Department of Biochemistry and Molecular Biology, Centro de Investigación Biomédica en Red sobre Enfermedades Neurodegenerativas (CIBERNED), Faculty of Medicine, Complutense University, 28040 Madrid, Spain. jjfr@med.ucm.es

CB2 receptors, the so-called peripheral cannabinoid receptor type, were first described in the immune system, but they have been recently identified in the brain in healthy conditions and, in particular, after several types of cytotoxic stimuli. Specifically, CB2 receptors were identified in microglial cells, astrocytes and, to a lesser extent, in certain subpopulations of neurons.
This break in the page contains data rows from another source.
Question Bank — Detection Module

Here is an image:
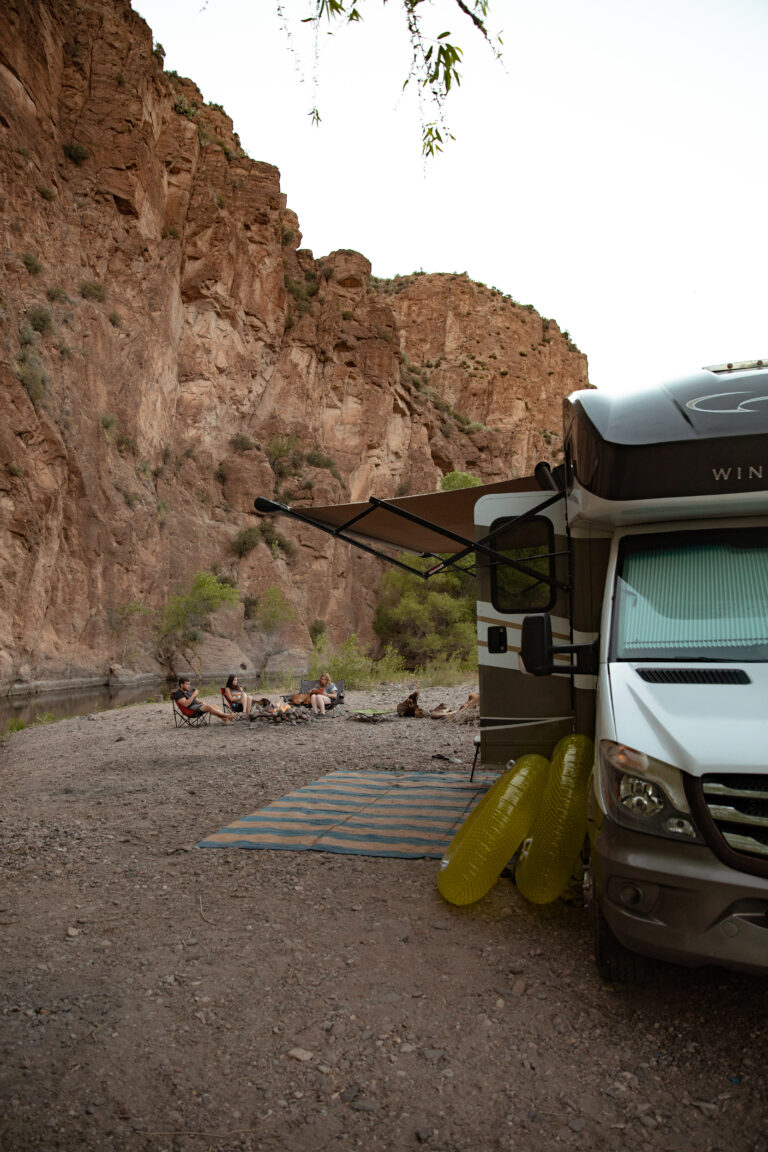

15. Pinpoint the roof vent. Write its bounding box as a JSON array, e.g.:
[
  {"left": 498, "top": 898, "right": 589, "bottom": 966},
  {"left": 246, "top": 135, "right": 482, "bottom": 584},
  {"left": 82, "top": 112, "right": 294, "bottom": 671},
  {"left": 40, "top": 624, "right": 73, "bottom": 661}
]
[
  {"left": 637, "top": 668, "right": 752, "bottom": 684},
  {"left": 704, "top": 356, "right": 768, "bottom": 373}
]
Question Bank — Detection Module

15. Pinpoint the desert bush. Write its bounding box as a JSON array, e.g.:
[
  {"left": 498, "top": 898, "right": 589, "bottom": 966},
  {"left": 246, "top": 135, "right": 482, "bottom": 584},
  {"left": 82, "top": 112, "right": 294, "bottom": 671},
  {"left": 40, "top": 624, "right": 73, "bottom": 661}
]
[
  {"left": 440, "top": 472, "right": 482, "bottom": 492},
  {"left": 267, "top": 433, "right": 298, "bottom": 471},
  {"left": 229, "top": 432, "right": 259, "bottom": 452},
  {"left": 373, "top": 556, "right": 477, "bottom": 668},
  {"left": 115, "top": 432, "right": 138, "bottom": 456},
  {"left": 61, "top": 141, "right": 91, "bottom": 168},
  {"left": 155, "top": 571, "right": 239, "bottom": 676},
  {"left": 26, "top": 304, "right": 51, "bottom": 334}
]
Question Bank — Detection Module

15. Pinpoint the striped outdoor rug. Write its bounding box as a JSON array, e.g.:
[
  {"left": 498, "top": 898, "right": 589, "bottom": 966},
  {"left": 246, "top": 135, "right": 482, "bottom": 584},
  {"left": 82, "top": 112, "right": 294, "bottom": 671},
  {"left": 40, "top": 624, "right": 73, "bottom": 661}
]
[{"left": 198, "top": 771, "right": 495, "bottom": 859}]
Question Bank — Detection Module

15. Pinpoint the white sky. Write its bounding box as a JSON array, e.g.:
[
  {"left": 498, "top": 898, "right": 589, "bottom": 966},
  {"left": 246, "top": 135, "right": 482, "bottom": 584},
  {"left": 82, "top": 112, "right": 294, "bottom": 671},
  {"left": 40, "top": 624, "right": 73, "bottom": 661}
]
[{"left": 132, "top": 0, "right": 768, "bottom": 391}]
Given the lack of psychoactivity demonstrated by selective CB2 receptor agonists, this receptor becomes an interesting target for the treatment of neurological diseases, in particular, the case of certain neurodegenerative disorders in which induction/up-regulation of CB2 receptors has been already demonstrated. These disorders include Alzheimer's disease, Huntington's chorea, amyotrophic lateral sclerosis and others. Interestingly, in experimental models of these disorders, the activation of CB2 receptors has been related to a delayed progression of neurodegenerative events, in particular, those related to the toxic influence of microglial cells on neuronal homeostasis. The present article will review the evidence supporting that CB2 receptors might represent a key element in the endogenous response against different types of cytotoxic events, and that this receptor type may be a clinically promising target for the control of brain damage in neurodegenerative disorders.